Freundlich und warm schimmerte das Holzparkett im faden Morgenlicht dieses eisigen, frostkalten Novembertages. Mit kleinen Holzscheiden entfachte die Frau eine Feuerglut in dem becksteingrauen Kaminofen.
In kurzer Zeit hatte sich in dem geräumigen Zimmer - eigentlich war es ein kleiner Saal mit zwei Meter grossen Fensterscheiben - eine angenehme Wärme breit gemacht, die wohltat. Warum nur hatte die Mutter diesen unausstehlichen, immerfort aus der Haut fahrenden Kerl als Neffen und Verwandten der Firma vorgestellt? War sie etwa einsam gewesen? Phobie misstraute den die Wahrheit verwischenden Angaben von Nussbaum.

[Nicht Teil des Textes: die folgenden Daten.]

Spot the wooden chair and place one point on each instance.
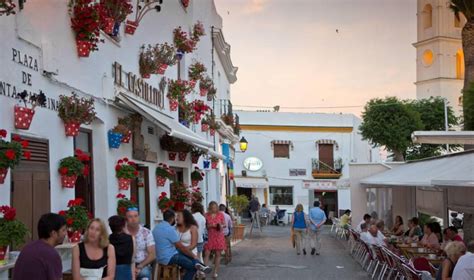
(167, 272)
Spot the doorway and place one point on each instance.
(30, 186)
(140, 192)
(328, 200)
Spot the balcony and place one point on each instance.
(322, 170)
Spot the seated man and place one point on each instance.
(167, 246)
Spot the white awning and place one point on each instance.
(165, 122)
(450, 170)
(251, 182)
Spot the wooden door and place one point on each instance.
(326, 154)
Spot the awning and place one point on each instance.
(251, 182)
(449, 170)
(165, 122)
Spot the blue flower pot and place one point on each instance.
(114, 139)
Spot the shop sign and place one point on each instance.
(137, 86)
(29, 65)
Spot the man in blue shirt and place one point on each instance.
(169, 250)
(317, 218)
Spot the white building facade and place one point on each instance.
(297, 158)
(39, 54)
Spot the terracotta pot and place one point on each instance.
(160, 181)
(124, 184)
(3, 174)
(83, 48)
(172, 155)
(162, 69)
(109, 24)
(68, 181)
(173, 105)
(131, 27)
(203, 91)
(74, 236)
(23, 117)
(182, 156)
(72, 128)
(195, 159)
(126, 138)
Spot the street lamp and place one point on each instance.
(243, 144)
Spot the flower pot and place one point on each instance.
(23, 117)
(3, 174)
(3, 254)
(126, 138)
(114, 139)
(124, 184)
(162, 69)
(172, 155)
(174, 105)
(195, 159)
(68, 181)
(83, 48)
(203, 91)
(130, 27)
(182, 156)
(109, 24)
(74, 236)
(160, 181)
(72, 128)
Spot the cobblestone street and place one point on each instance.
(269, 256)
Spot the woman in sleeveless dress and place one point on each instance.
(216, 241)
(94, 258)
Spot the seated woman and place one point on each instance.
(454, 250)
(94, 257)
(398, 228)
(430, 239)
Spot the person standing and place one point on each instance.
(39, 259)
(299, 228)
(317, 218)
(124, 246)
(198, 213)
(216, 240)
(144, 244)
(95, 256)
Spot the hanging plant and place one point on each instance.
(125, 171)
(123, 204)
(11, 153)
(22, 114)
(75, 111)
(86, 24)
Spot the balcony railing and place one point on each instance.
(322, 170)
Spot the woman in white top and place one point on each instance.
(188, 230)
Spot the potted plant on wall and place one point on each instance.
(125, 171)
(123, 204)
(24, 115)
(11, 153)
(12, 231)
(163, 173)
(75, 111)
(77, 217)
(196, 176)
(239, 203)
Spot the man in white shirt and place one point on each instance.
(464, 269)
(197, 209)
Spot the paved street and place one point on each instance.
(269, 256)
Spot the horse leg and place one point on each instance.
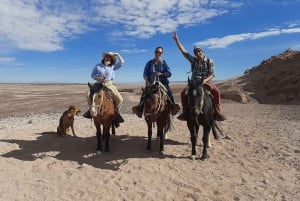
(106, 138)
(113, 130)
(99, 139)
(205, 138)
(214, 127)
(149, 125)
(193, 136)
(160, 133)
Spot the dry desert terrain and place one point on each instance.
(261, 161)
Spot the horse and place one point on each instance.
(200, 112)
(102, 111)
(157, 110)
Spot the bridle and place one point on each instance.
(97, 109)
(158, 105)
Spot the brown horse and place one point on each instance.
(157, 108)
(200, 112)
(102, 111)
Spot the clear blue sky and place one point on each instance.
(61, 41)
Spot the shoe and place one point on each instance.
(182, 117)
(116, 124)
(175, 109)
(137, 110)
(118, 118)
(219, 117)
(87, 115)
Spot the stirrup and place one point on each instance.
(182, 117)
(137, 110)
(87, 115)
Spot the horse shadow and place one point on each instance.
(82, 150)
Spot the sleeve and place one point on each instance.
(189, 57)
(211, 66)
(147, 69)
(118, 65)
(94, 72)
(167, 69)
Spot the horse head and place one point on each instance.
(95, 98)
(153, 100)
(195, 96)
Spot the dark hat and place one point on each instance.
(111, 54)
(198, 47)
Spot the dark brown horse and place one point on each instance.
(102, 112)
(200, 112)
(157, 110)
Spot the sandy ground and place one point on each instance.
(260, 162)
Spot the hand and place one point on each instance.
(100, 79)
(157, 74)
(175, 36)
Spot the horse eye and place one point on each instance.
(194, 92)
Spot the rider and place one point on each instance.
(204, 67)
(157, 68)
(104, 73)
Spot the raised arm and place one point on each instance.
(178, 43)
(120, 58)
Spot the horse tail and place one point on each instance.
(169, 124)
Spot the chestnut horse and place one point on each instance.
(157, 109)
(102, 112)
(200, 112)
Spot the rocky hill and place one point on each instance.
(274, 81)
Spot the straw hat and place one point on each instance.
(111, 54)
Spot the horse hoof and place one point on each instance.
(203, 158)
(227, 137)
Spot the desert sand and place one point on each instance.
(261, 161)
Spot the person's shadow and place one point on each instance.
(83, 150)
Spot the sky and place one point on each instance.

Marlene starb am ersten Tag der Herbstferien. Kein Schulbus fuhr. Ein idealer Zeitpunkt, um mit der alten Dame Missbrauch zu treiben und ihr einen tödlichen Insulincocktail in den Frühstückskaffee zu mischen. Es kam ihr in diesem Augenblick so vor, als habe sich der einst stolz schimmernde Glanz, den der Raum früher ausstrahlte, im Nichts ausgelöst. Stattdessen unbeantwortete Fragen: Wer hatte die wertvollen Seidentücher der Mutter entwendet? War es Thea gewesen? Das einhundertjährige, edelsteinbesetzte Geschirr hatte sie, ohne zu zaudern, in Kisten gepackt und mitgenommen. Zudem das handgeschnitzte, tunesische Schachbrett des Vaters. „Wir haben doch prima verkauft!“, jubelte die Ältere, während sie gemeinsam mit ihrem Ehemann die ansehnliche Holztruhe im Bulli verfrachtete. Später hatte sie die menschengrosse Schmuckkiste auf Theas Dachboden wiederentdeckt. Verschmutzt, acht- und nutzlos beiseite geschafft. Die Schwester war weifelsohne mit der Dollarnote in der Pupille auf Raubfang gewesen. Phobie lachte auf, denn die Nähmaschine und zentnerschwere Enzyklopädie hatte sie behalten dürfen. Sogar Michaels schneeweisser, eleganter Traumschlitten, ein Mercedes SL, war dem Käufer der Firma als Beigabe überreicht worden. Vor ihren Augen tauchte noch einmal das prächtige Blumenmeer auf, welches das Grab des Vaters bedeckte. In der Friedhofsallee hatten sich hunderte Menschen eingefunden, die von dem beliebten Mann Abschied nehmen wollten. Marlene hingegen war in einem ollen Holzkarren zum offenen Grab gekarrt worden. Kurz zuvor hatte es heftig geregnet. Die matschige Erde klebte an dem Schuhwerk der kleinen Trauergemeinde. Nussbaum war spurlos verschwunden. In einem atemberaubenden Tempo und beinahe überstürzt war Marlene begraben worden.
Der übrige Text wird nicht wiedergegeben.